Poids lourd parmi les poids lourds du pays, Shell, jusqu’ici, démentait, préférant mettre en cause les sabotages et attentats perpétrés par des groupes rebelles locaux, lesquels l’avaient poussée à fuir la région en 1993. En août dernier, alors que l’étude de la Pnue était encore en cours, des rumeurs circulaient dans la presse nigériane affirmant que l’enquête validerait cette théorie. L’ONU, aussitôt, démentait, de même que son rapport final qui n’est pas tendre avec le pétrolier. Précisant que l’analyse porte en grande part sur une pollution historique datant d’avant 1993, il relève que «  le contrôle et la maintenance de l’infrastructure pétrolière en pays Ogoni ont été et demeurent inadéquats, écrivent les rapporteurs. Les propres procédures de la Shell Petroleum Development Company (SPDC) n’ont pas été appliquées.  »

De fait, Shell aura du mal à se débiner sur ce coup-là. La veille de la publication, la compagnie reconnaissait sa responsabilité dans deux vastes marées noires survenues dans le delta du Niger en 2008 et 2009, et s’engageait à verser des compensations. Peut-être le début de quelque chose. Ou la poursuite de rien, quand les pétroliers ont appris à se constituer des fonds à cet effet, lesquels les autorisent à poursuivre leur activité sans se faire trop de soucis.

Marie-Noëlle Bertrand, L’Humanité

1) Shell « Cette pollution est un crime contre l’humanité »

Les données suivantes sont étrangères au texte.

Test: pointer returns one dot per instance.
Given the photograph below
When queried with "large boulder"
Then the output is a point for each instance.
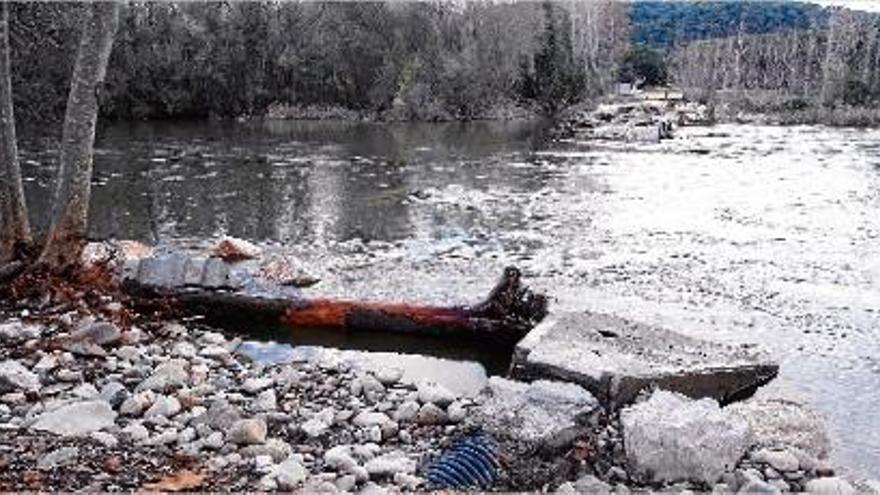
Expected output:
(76, 419)
(615, 359)
(779, 418)
(670, 437)
(540, 412)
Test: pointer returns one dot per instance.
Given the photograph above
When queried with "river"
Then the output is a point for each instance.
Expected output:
(738, 233)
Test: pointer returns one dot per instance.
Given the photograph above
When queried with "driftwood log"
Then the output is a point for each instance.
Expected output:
(505, 316)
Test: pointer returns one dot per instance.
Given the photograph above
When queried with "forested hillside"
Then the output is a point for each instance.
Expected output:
(663, 23)
(429, 61)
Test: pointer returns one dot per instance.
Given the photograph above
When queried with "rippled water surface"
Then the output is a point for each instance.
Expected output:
(737, 233)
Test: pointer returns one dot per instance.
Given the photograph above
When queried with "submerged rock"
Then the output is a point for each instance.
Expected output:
(670, 437)
(615, 359)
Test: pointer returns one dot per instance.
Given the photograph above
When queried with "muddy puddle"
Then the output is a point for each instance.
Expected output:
(744, 234)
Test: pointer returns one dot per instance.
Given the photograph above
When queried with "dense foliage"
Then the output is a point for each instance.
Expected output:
(437, 60)
(663, 24)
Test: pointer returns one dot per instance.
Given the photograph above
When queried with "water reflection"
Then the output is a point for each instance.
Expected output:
(749, 234)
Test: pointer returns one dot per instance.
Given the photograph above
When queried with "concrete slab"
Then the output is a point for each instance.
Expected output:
(615, 358)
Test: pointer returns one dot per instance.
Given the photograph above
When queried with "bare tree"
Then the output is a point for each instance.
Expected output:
(70, 216)
(14, 227)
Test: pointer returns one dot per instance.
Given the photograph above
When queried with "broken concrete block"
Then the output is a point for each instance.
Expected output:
(542, 411)
(670, 437)
(615, 359)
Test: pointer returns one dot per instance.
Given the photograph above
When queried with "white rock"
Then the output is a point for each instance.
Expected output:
(367, 418)
(780, 460)
(168, 374)
(104, 438)
(533, 412)
(340, 459)
(214, 352)
(430, 414)
(137, 403)
(14, 376)
(407, 411)
(390, 464)
(254, 385)
(247, 432)
(266, 401)
(456, 412)
(780, 419)
(184, 349)
(319, 423)
(164, 406)
(346, 483)
(676, 438)
(78, 418)
(136, 431)
(290, 474)
(435, 393)
(829, 486)
(58, 458)
(389, 375)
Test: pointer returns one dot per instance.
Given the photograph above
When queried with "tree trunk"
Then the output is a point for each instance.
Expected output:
(71, 209)
(14, 227)
(504, 317)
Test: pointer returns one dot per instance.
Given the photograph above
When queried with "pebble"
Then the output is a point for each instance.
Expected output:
(389, 375)
(137, 403)
(104, 438)
(430, 414)
(58, 458)
(290, 474)
(390, 464)
(136, 431)
(247, 432)
(14, 376)
(254, 385)
(780, 460)
(829, 486)
(164, 406)
(435, 393)
(407, 411)
(266, 401)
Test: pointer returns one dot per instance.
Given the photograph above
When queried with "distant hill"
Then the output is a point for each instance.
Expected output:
(662, 23)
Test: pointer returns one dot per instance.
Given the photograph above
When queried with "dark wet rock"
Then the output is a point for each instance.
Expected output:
(670, 437)
(541, 411)
(14, 376)
(77, 418)
(615, 359)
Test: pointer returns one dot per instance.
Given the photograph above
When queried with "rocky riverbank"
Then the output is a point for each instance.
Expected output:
(88, 405)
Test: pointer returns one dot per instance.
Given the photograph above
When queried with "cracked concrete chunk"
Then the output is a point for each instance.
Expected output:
(670, 437)
(615, 359)
(541, 411)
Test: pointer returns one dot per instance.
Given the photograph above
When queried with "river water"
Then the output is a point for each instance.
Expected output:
(737, 233)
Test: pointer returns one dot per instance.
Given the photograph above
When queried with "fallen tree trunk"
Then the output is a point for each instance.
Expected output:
(507, 314)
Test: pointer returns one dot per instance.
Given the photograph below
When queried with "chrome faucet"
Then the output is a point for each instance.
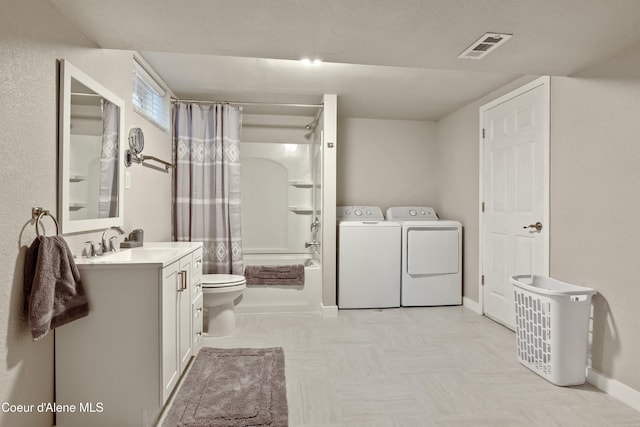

Nnimmo Bassey, Président de la fédération internationale 
des Amis de la Terre.

Voilà des années que vous dénoncez les inconséquences de Shell au Nigeria. Le rapport de l’ONU rend-il justice à ce que vivent les populations du delta du Niger  ?

Nnimmo Bassey. Ce rapport révèle la vraie mesure de la dévastation environnementale causée par cinquante ans d’opérations pétrolières en pays Ogoni. Il confirme nos plaintes et valide les campagnes que nous avons menées. Il sera, en ce sens, un outil pour rendre la justice. Mais elle n’est pas encore gagnée, nous devrons aller la chercher.

Le fonds de restauration d’un milliard de dollars vous paraît-il suffisant  ?

Nnimmo Bassey. C’est une première étape, mais il faudra aller plus loin. Cette somme, à elle seule, ne suffira pas 
à apaiser des populations auxquelles on a retiré le droit de se développer dans un environnement sain 
et qui vivent depuis toutes ces années dans un cauchemar écologique. Les faits confirmés par le rapport sont vraiment dramatiques  : dix-huit ans après l’arrêt 
de la production de pétrole dans la région, l’Ogoni continue d’en souffrir. Je vis moi-même à proximité 
de cette région. Les mangroves, les rivières, le sol, l’air, 
le gagne-pain des gens... Tout y est détruit. Nous pensons qu’à terme, 100 milliards de dollars seront nécessaires. Cette pollution est un crime contre l’humanité. Shell 
et le gouvernement nigérian doivent être contraints de réparer tout cela.

Dans quelle mesure l’État nigérian est-il responsable  ?

Nnimmo Bassey. Shell et la Société nationale nigériane de pétrole ont opéré conjointement. Certes, Shell était l’opérateur. Mais l’État nigérian est profondément impliqué et partage la responsabilité. Nous voulons, aujourd’hui, qu’il fasse le nécessaire pour pousser Shell à évacuer ses installations pourries d’Ogoniland.